Hacker News new | ask | show | jobs
by EvanMiller 4229 days ago
For some context, ArrayFire is a product of AccelerEyes, which began life selling a GPU booster for Matlab (a product called Jacket).

This and today's .NET announcement shows how hard it is to sell proprietary developer tools. I had considered using ArrayFire for some of my own commercial work, but in the end decided to roll my own OpenCL code in order to have better control. If you require cutting-edge performance (which is the reason you'd consider ArrayFire in the first place), there's just too much risk involved if the vendor doesn't get details like memory access order right on complex matrix problems. Open-sourcing reduces that risk quite a bit; if this decision had been made 3 years ago, I would have given the product a closer look.

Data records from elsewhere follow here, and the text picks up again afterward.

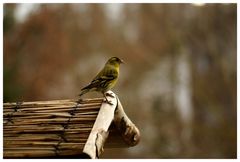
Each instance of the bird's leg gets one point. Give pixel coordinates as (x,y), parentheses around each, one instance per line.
(110,95)
(106,100)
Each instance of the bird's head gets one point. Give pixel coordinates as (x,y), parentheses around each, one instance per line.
(115,61)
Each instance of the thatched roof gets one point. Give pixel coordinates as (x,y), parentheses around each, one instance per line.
(65,128)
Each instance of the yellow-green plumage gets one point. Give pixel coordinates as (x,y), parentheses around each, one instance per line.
(106,78)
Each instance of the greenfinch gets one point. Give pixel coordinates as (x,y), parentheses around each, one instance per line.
(105,79)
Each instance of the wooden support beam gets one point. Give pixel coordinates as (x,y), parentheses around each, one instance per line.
(99,133)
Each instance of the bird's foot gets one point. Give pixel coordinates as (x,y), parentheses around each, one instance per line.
(110,94)
(109,102)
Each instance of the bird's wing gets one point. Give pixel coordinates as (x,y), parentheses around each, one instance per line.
(103,78)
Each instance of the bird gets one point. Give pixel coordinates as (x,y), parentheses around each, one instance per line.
(105,79)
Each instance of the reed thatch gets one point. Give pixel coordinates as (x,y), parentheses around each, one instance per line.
(61,128)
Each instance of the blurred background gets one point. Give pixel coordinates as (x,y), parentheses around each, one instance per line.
(178,84)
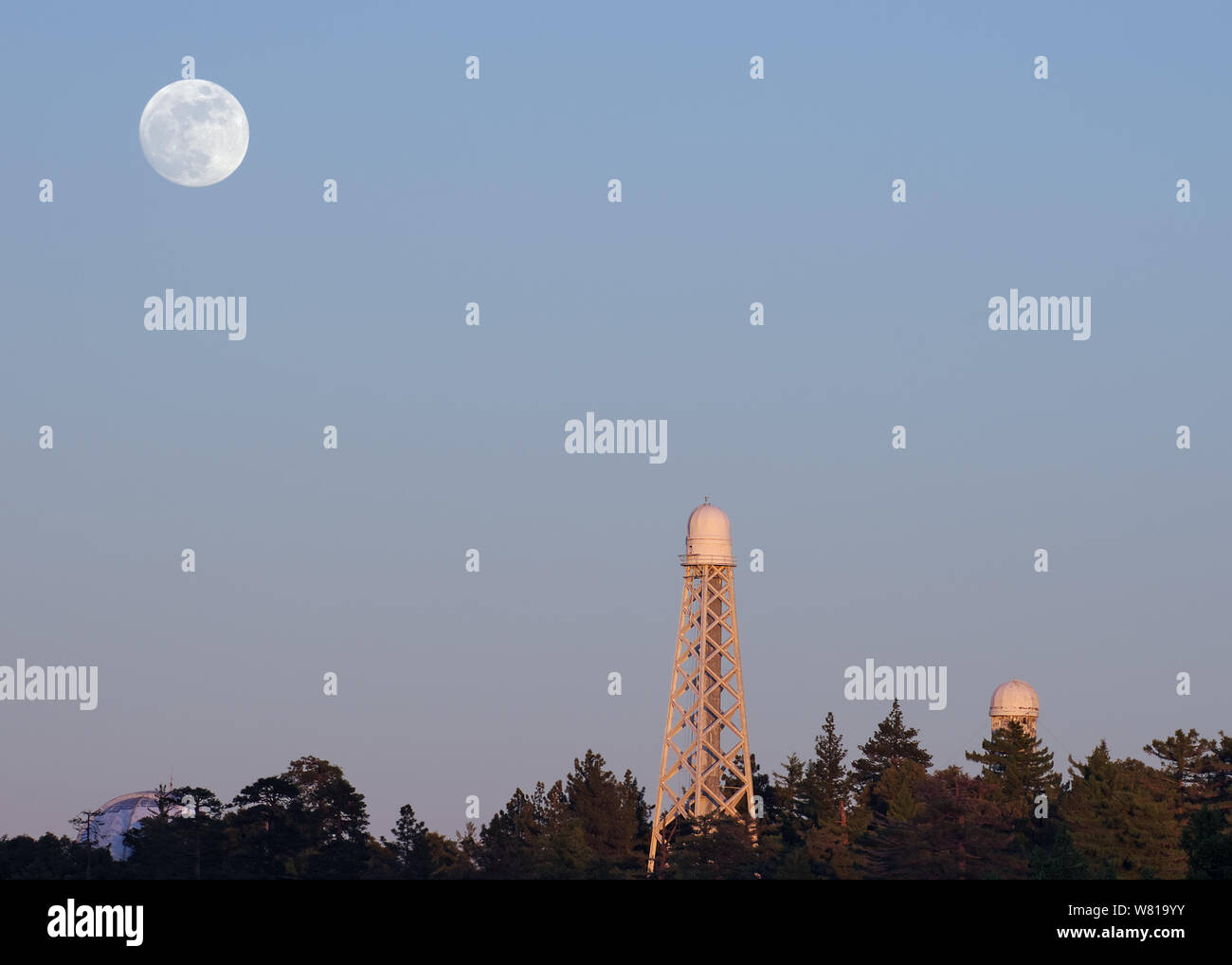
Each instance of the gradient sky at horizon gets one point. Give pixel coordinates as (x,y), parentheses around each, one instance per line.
(734,191)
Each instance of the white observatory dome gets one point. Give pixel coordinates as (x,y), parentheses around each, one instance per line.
(1014,699)
(709,537)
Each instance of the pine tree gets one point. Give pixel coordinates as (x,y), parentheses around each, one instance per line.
(826,784)
(788,801)
(410,845)
(1119,813)
(1186,758)
(1207,845)
(894,743)
(1018,768)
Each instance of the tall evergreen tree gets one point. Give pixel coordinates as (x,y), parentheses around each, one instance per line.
(828,784)
(894,743)
(1186,758)
(1018,769)
(1119,815)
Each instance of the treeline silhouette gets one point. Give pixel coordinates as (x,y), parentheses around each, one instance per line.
(883,815)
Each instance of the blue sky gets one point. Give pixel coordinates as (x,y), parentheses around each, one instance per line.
(451,436)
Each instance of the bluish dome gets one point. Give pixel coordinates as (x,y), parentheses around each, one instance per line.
(118,815)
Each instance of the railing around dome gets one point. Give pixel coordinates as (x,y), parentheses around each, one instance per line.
(702,558)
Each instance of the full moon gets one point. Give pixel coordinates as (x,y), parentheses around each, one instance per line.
(193,134)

From a business perspective, open-sourcing will murder their margins so they're basically gambling on their ability to jump-start volume. I think the product is in a tough position because most of the action these is going towards "Big Data," where data doesn't fit on a single machine -- let alone a GPU -- or towards heavy number-crunching, where hand-rolled kernels will outperform generic array libraries. They might have luck serving as a kind of backend to NumPy, but then they're two steps removed from the customer so it'll be hard building a relationship that leads to a sale.

As a side note, it seems odd to me that "native CPU" is a target distinct from OpenCL, which already runs on both CPUs and GPUs. I understand that kernels written for GPUs sometimes need to be rewritten for CPUs to take advantage of the different computation and memory architecture, but since their native CPU target isn't vectorized or multi-threaded, it seems like any further effort should be spent adapting the OpenCL kernels for CPU platforms rather than reinventing the wheel with a distinct C or assembler target.

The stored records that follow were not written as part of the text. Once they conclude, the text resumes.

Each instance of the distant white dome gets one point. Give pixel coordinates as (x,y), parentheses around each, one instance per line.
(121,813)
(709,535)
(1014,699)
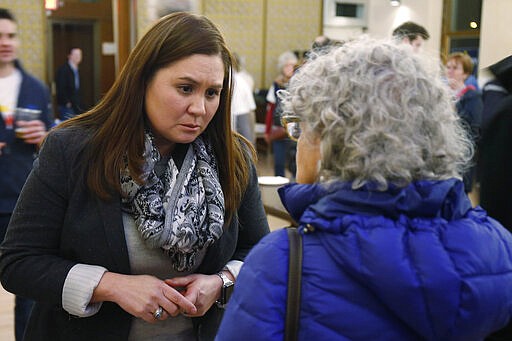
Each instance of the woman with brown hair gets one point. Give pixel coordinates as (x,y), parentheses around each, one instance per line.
(145,206)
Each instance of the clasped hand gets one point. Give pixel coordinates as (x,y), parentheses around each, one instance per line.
(141,295)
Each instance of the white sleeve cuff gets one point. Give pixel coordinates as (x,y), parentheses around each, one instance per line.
(79,285)
(234,267)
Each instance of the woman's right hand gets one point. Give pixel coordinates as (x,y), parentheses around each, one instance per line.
(141,295)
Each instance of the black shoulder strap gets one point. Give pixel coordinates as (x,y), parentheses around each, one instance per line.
(294,285)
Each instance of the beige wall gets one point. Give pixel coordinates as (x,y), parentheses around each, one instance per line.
(495,34)
(383,18)
(31,20)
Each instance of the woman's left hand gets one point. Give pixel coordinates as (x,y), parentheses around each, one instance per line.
(202,290)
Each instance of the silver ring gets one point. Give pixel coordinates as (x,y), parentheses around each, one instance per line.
(158,313)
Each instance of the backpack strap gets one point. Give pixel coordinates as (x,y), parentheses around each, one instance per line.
(294,285)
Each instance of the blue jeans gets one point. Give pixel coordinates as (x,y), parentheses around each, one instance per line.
(22,306)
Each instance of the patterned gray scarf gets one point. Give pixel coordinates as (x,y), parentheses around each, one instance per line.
(183,211)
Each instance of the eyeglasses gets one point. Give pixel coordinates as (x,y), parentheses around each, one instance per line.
(291,124)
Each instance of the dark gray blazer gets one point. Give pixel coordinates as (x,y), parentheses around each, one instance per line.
(58,223)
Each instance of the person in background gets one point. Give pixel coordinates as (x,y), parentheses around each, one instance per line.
(468,103)
(411,33)
(242,104)
(392,248)
(138,214)
(274,132)
(18,89)
(67,80)
(242,71)
(495,161)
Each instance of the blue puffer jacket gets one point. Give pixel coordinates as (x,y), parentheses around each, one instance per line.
(414,263)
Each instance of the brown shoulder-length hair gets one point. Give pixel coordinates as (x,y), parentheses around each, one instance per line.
(117,121)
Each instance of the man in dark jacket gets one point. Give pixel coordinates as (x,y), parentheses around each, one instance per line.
(18,89)
(67,80)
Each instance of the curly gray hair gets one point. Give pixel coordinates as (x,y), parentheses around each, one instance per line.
(383,115)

I admire the general goal of making GPU processing more accessible, but it's a problem with a lot of nuance and requires a significant amount of customer education. GPUs are sort of like quantum computers in the limited sense that they're totally awesome at some tasks and totally suck at other tasks, and you need a solid grounding in the theory to distinguish the two sets of cases. Open-sourcing should at least help with the education angle, since ArrayFire now represents a respectable percentage of publicly viewable OpenCL code. (The open-source scene for OpenCL is pretty depressing right now.) In any case, good luck out there.

2 comments

Great thoughts and interesting to see your thought process along the way. For quite some time, we have made ArrayFire free for a single GPU usage, dipping a toe in building a user base. We have already started monetizing that free user base over the last several years and we are good at that already. So from a business perspective, we have no margins that are really at risk. We only have more money to make from this move!

And you are right. Too bad we didn't do this long ago!!! Hindsight is 20-20 as they say. I wrote about some of the internal deliberations we had on this decision here: http://notonlyluck.com/2014/07/31/the-decision-to-open-sourc...

> As a side note, it seems odd to me that "native CPU" is a target distinct from OpenCL, which already runs on both CPUs and GPUs.

We are planning to move towards a single library that dynamically loads the appropriate backend depending on the runtimes / drivers available. If we completely relied on OpenCL, the same binary will not work on machines without the OpenCL SDKs installed.

> I think the product is in a tough position because most of the action these is going towards "Big Data," where data doesn't fit on a single machine -- let alone a GPU -- or towards heavy number-crunching, where hand-rolled kernels will outperform generic array libraries

Well that is two part question. As for hand-rolled kernels, they will obviously be better if you know the problem type. But more often than not, our users are happy to get "X" times the speed up in "Y" hours as opposed to "(1.2 - 1.3)X" speedup in "(3-5)Y" hours.

As for Big data, this is something we are working on / towards. We have some ideas that will make scaling across multiple GPUs and multiple machines easier. Since we will be doing this publicly, I am sure we will get a lot of valuable feedback from the community.